Hurricane Humberto forms off Florida coast

Hurricane Humberto forms off Florida coast

Category 1 Hurricane Humberto continued to grow in the Atlantic with its path taking it away from Florida on Monday morning, according to the National Hurricane Center’s 5 a.m. update.

Humberto grew overnight, now with maximum sustained winds of 85 mph, and is moving northeast at 5 mph into the Atlantic, with only Bermuda in its cone of uncertainty, forecasters said.

Hurricane-force winds extend outward up to 30 miles from Humberto’s center and tropical-storm-force winds extend outward up to 150 miles.

Hurricane Humberto cone of uncertainty as of 5 a.m. Monday, Sept. 16, 2019.
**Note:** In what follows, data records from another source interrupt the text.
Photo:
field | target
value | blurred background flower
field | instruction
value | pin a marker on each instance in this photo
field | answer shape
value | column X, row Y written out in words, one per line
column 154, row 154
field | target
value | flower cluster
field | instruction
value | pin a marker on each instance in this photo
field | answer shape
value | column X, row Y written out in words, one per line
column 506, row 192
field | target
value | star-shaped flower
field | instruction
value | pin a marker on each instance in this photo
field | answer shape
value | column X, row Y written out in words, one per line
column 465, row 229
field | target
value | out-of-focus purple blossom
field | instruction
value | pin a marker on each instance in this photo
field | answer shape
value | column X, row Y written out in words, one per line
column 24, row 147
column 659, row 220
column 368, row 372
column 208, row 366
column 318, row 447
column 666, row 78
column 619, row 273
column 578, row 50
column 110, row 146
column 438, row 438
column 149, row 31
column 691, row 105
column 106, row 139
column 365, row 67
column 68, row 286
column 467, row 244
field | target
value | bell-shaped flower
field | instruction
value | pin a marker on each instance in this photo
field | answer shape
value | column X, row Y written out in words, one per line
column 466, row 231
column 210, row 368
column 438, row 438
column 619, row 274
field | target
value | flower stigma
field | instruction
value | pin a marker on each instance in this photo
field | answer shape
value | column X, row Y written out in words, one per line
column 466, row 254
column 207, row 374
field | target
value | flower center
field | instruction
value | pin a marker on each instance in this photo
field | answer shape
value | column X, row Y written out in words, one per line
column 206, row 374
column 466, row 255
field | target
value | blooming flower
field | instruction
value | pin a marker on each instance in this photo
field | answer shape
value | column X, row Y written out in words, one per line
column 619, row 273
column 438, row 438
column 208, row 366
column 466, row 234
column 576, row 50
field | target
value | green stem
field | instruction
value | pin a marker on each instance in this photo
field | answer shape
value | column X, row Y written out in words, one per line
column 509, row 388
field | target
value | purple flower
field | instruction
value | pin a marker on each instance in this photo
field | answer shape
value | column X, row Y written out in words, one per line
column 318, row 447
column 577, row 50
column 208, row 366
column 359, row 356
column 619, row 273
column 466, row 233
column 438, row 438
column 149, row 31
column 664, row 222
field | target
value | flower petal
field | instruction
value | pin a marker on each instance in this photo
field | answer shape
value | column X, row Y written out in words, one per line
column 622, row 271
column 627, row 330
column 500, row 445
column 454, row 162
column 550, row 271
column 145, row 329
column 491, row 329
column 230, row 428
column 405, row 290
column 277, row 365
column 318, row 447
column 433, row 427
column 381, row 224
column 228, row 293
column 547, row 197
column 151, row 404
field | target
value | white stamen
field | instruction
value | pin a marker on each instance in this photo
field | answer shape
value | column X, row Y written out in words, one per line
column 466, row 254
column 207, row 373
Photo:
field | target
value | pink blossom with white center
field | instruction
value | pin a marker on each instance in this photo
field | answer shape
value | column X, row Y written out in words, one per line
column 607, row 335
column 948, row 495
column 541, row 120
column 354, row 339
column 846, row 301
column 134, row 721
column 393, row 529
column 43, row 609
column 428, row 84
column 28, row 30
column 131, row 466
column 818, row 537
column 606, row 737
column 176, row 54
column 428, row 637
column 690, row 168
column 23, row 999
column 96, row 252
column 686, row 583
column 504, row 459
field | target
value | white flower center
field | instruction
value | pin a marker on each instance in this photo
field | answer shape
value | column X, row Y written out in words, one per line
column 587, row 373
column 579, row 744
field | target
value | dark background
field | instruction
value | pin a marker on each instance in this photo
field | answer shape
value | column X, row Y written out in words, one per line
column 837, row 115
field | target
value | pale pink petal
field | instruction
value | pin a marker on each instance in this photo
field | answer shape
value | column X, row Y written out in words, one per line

Hurricane Humberto cone of uncertainty as of 5 a.m. Monday, Sept. 16, 2019. (National Hurricane Center)

Meteorologists expect Humberto to speed up its forward motion while approaching Bermuda late Wednesday.

While Humberto continues to put distance between itself and the United States, effects of the storm are expected on the coast as swells generated by the hurricane are forecast to be seen from east-central Florida up to North Carolina over the next few days, the NHC said.

The NHC also said the swells “are expected to produce dangerous surf conditions and life-threatening rip currents.”

“Our biggest risk will likely be the enhanced seas, swells and rip currents at our Atlantic beaches through at least Wednesday or Thursday,” Fox 35 meteorologist Brooks Tomlin said after Sunday’s 11 p.m. update. “Central Florida will tap into much drier air from Wednesday into next weekend, lowering rain chances and humidity. It’ll feel like a slight taste of fall.”

The northwestern Bahamas is also expected to be affected by Humberto’s swells.

There also is no longer a tropical storm warning for the northwestern Bahamas, but the storm is expected to bring 1-3 inches with pockets of 6-inch rain to parts of the island nation, although not much storm surge threat is projected.

There are two tropical waves in the nearby area meteorologists are keeping their eyes on: the first is in the Gulf of Mexico and has a low chance of development, the second is located in the central tropical Atlantic and has an 80 percent chance of developing into a tropical depression over the next five days.